We agree here - the video clearly shows one frame being stronger than the other. I've never said anything different.



modifier said:


> The idea of taking a straight 1.5" tube of the same wall thickness of CF and of AL and stressing both to failure really does not apply to much outside of the laboratory because that isn't a limitation you will have when building a bike frame or an airplane wing.
> 
> I understand your argument, I just see it as academic.


Material properties drive weight, cost, form factor/geometry, part interface considerations, manufacturing processes, manufacturing timelines, et cetera, ad nauseum. It's a very real limitation that critically defines the engineering trade space. Engineers building bike frames and airplane wings cannot disregard material properties as it is fundamental to their designs.

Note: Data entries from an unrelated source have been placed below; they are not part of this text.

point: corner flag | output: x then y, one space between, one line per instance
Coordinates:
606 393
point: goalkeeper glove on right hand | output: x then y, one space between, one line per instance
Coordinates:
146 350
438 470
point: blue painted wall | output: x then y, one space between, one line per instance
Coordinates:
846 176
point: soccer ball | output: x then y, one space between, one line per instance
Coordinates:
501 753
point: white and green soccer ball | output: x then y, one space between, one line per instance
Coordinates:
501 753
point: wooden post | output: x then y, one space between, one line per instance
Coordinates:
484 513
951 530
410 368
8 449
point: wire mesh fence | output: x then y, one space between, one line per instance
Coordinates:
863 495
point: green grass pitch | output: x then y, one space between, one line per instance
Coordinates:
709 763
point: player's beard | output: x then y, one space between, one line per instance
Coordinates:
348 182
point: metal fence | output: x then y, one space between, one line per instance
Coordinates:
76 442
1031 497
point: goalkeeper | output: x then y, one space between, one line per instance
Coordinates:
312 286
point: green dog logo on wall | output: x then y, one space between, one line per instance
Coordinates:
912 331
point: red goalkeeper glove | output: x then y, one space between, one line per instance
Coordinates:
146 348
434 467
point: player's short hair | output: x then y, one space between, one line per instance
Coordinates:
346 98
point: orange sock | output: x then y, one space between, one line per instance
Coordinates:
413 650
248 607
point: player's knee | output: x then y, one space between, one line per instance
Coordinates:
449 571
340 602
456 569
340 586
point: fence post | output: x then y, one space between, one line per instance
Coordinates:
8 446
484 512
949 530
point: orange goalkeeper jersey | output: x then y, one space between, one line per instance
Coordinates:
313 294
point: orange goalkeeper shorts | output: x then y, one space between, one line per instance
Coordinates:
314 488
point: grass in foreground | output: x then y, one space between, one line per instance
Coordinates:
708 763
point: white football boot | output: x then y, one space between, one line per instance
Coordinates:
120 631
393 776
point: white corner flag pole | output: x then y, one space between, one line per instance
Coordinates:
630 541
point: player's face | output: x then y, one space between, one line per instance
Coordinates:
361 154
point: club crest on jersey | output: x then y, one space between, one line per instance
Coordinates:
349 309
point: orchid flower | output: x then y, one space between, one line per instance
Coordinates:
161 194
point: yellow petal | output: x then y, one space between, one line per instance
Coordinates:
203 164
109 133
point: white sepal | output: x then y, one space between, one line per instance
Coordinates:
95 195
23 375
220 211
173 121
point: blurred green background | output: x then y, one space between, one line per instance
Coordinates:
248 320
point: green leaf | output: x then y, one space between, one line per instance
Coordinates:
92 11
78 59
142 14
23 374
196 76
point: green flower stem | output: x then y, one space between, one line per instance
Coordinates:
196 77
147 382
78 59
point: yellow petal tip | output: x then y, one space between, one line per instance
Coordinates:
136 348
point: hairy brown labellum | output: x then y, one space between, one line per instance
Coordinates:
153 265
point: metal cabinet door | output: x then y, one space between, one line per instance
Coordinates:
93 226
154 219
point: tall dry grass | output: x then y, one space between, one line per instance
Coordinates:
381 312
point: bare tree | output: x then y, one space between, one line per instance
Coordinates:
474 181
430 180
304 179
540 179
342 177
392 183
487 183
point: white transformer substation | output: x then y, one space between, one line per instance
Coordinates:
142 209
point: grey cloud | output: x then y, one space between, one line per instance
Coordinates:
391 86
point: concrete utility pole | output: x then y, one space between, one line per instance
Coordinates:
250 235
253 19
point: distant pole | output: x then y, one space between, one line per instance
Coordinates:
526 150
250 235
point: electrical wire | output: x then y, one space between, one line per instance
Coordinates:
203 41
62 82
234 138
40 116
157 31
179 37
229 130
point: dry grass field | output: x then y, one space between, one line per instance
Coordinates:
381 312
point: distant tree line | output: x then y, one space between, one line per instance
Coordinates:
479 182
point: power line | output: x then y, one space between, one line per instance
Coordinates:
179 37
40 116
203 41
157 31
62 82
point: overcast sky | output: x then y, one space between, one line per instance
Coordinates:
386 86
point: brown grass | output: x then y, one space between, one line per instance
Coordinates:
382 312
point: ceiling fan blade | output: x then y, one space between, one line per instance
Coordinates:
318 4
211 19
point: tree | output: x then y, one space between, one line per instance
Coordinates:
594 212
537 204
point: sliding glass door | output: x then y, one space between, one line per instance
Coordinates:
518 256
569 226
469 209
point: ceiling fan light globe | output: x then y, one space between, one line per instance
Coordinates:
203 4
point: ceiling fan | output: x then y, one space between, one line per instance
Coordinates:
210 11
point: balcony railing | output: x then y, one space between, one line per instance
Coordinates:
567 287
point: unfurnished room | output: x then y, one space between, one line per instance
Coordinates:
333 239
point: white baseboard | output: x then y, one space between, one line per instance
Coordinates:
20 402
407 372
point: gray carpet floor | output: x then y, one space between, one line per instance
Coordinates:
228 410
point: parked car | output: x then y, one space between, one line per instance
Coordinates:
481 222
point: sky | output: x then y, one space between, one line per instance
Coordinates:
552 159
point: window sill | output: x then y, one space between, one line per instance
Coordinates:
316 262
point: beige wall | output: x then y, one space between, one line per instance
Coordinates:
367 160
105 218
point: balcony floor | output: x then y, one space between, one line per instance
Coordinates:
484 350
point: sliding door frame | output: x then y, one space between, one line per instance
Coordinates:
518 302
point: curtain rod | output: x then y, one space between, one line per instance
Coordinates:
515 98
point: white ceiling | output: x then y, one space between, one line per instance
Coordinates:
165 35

Discussion of material properties are only "academic" here on mtbr, where the conversation is geared around the user end and the choices consumers can make about the products they buy. Thus, discussing the strength of the material outside of the context of the design is "academic" here.

But saying they're not relevant outside the lab is simply incorrect.


----------



## modifier (May 11, 2007)

If we keep this up much longer I'm sure we are going to piss of some people who hate debates like this and think we should just ride  But of course they have the free will to not click on the update.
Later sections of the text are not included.